Starbucks’s racial bias scandal
H&M’s case study echoes Starbucks’ racial bias scandal. The crisis, which sparked international outrage, was given a spin after the company took responsibility and action by organising racial bias training, prompting the closure of 8,000 coffee shops across the US for a day. The crisis unfolded when two black gentlemen were summoned to leave a Starbucks coffee shop in Philadelphia because they had not yet bought anything as they were waiting for a friend and ended up getting arrested after the manager called the police. As the news went viral, it prompted protests online and offline. With authenticity and calm, Howard Schultz, then Chairman of Starbucks was quick to respond and issued a sincere apology: “I’m embarrassed, ashamed. I think what occurred was reprehensible at every single level. I take it very personally, as everyone in our company does, and we’re committed to making it right.”
Starbucks acknowledged the problem, owned what happened, issued sincere apologies, shared a solution (racial bias training for employees), displayed strong commitment for long-term change and reassured the public that the organisational action was taken.
All three case studies offer the same underlying lesson. In times of crisis, transparency is essential. Feeding audiences with truth and facts as a crisis unfolds reassures consumers and shows them how much organisations care. As we embark on this new year, these are thoughts to keep in mind and start afresh:
- The secret to managing a crisis well is preparation. The more prepared companies are – with carefully designed processes in place – the less negative long-term impact the crisis will have.
- Authenticity and open dialogue with the public during a crisis are key, as “it takes 20 years to build a reputation, it takes 5 minutes to lose it” (Warren Buffet).

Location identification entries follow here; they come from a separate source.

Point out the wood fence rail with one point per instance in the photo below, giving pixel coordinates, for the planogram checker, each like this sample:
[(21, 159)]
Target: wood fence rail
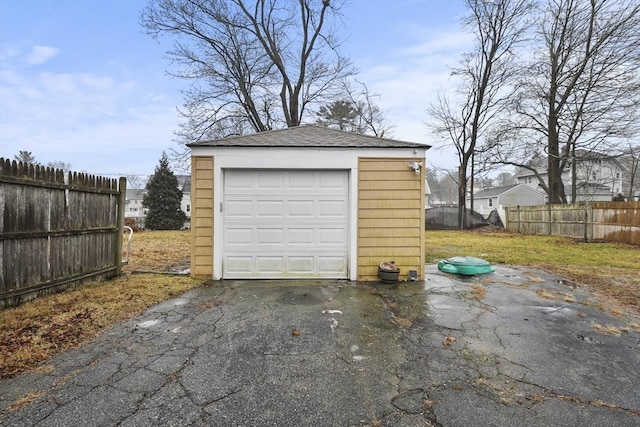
[(56, 229), (596, 221)]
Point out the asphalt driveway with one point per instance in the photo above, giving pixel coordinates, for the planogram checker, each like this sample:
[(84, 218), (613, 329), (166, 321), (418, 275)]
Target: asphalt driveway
[(516, 347)]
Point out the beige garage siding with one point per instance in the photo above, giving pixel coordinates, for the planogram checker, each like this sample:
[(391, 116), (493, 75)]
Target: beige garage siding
[(390, 216), (202, 217)]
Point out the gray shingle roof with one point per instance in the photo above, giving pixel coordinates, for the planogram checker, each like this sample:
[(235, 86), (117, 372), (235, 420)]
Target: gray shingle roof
[(494, 191), (308, 136)]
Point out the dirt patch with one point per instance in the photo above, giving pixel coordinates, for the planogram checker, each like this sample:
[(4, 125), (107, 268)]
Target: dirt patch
[(33, 332)]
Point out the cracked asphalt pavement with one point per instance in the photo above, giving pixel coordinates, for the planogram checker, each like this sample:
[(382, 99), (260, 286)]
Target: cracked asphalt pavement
[(516, 347)]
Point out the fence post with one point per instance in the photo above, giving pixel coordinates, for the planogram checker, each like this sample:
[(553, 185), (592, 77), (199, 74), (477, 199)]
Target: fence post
[(586, 223), (122, 192)]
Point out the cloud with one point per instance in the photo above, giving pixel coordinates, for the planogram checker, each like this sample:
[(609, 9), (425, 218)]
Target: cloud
[(101, 122), (41, 54)]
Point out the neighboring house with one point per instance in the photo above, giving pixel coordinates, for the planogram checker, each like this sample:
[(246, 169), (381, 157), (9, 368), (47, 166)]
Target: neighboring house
[(133, 203), (184, 183), (599, 177), (307, 202), (498, 198), (133, 206)]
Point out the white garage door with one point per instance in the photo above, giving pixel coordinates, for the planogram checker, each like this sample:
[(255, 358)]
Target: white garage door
[(285, 224)]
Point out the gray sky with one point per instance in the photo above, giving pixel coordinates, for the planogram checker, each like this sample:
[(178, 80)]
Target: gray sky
[(82, 84)]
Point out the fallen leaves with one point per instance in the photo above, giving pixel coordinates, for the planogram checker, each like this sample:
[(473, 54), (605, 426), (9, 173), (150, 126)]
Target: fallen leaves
[(39, 329)]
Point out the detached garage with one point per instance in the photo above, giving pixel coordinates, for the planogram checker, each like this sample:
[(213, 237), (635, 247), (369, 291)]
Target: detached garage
[(306, 202)]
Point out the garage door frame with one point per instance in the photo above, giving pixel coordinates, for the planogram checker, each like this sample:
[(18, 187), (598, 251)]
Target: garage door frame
[(257, 229)]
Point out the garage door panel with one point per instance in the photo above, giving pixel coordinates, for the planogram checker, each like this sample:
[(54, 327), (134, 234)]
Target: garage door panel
[(289, 224), (269, 180), (270, 236), (238, 264), (238, 237), (337, 182), (238, 208), (331, 264), (304, 208), (331, 236), (301, 264), (301, 180), (270, 264), (332, 208), (301, 236)]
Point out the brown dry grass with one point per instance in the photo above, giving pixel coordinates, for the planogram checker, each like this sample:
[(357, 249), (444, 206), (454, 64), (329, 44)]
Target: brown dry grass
[(609, 271), (39, 329)]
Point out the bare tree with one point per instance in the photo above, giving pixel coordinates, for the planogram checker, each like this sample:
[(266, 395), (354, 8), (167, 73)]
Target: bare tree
[(25, 157), (631, 159), (254, 64), (370, 118), (58, 164), (340, 115), (356, 112), (486, 73), (581, 93), (136, 181)]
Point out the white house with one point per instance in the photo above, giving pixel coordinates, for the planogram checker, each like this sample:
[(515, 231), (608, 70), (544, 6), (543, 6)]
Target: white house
[(133, 206), (498, 198), (598, 177), (133, 203)]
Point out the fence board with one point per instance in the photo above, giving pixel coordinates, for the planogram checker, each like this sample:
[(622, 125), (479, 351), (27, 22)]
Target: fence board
[(602, 221), (55, 230)]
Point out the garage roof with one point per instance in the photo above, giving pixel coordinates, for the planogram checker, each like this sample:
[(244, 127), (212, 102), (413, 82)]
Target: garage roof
[(308, 136)]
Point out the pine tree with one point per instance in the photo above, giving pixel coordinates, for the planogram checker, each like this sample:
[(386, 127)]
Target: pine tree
[(163, 199)]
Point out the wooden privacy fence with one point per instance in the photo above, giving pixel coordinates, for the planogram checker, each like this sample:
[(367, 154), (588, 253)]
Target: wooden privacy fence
[(56, 230), (602, 221)]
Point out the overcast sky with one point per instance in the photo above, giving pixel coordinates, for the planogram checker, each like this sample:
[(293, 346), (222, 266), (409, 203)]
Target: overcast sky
[(82, 84)]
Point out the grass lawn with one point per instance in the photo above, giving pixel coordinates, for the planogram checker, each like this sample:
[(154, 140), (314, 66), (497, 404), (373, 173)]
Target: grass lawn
[(37, 330), (611, 272)]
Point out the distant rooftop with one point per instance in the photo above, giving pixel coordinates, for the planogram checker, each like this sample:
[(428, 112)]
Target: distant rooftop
[(308, 136)]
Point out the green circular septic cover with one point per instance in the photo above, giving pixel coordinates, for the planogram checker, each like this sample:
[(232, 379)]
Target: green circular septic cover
[(468, 266)]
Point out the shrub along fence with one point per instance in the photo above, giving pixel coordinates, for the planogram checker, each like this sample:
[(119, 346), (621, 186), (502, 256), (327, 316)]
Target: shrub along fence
[(599, 221), (56, 230)]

Investing in both allows organisations to nurture trust and relationships with the public.
- C-suite executives’ appearance and public speaking efforts are crucial to the turnaround of a crisis. According to the 2019 Edelman Trust Barometer, 76% of people believe that CEOs have a huge role in implementing and driving social change, therefore their take on a crisis can define the public’s trust in their organisation. Disproportionately emotional or detached responses never lead to good crisis outcomes. The Former CEO of BP’s famous line “I’d like to have my life back”, uttered amid the Deepwater Horizon oil spill disaster is a perfect example of that. “Being the head of the company means understanding that employees and the public look to you in times of tragedy” says Sir Richard Branson.
- Successful crisis management is not so much about pace, it is about the effectiveness and purpose of the message. Informing the public quickly is a requirement of crisis management, but it is not the only requirement: purpose is equally important. Vague and dry messages tend to receive backlash from the public and overly-rehearsed and inauthentic statements often make things worse. Research shows that ineffective crisis responses decrease stock prices by an average of 14% in the year following the crisis, compared to a 9% increase for effective ones.
In all, when the worst happens, look for the opportunity instead of focussing on the problem. When the storm has passed, as storms inevitably do, you may find that you have strengthened your organisation’s position as a robust thought leader.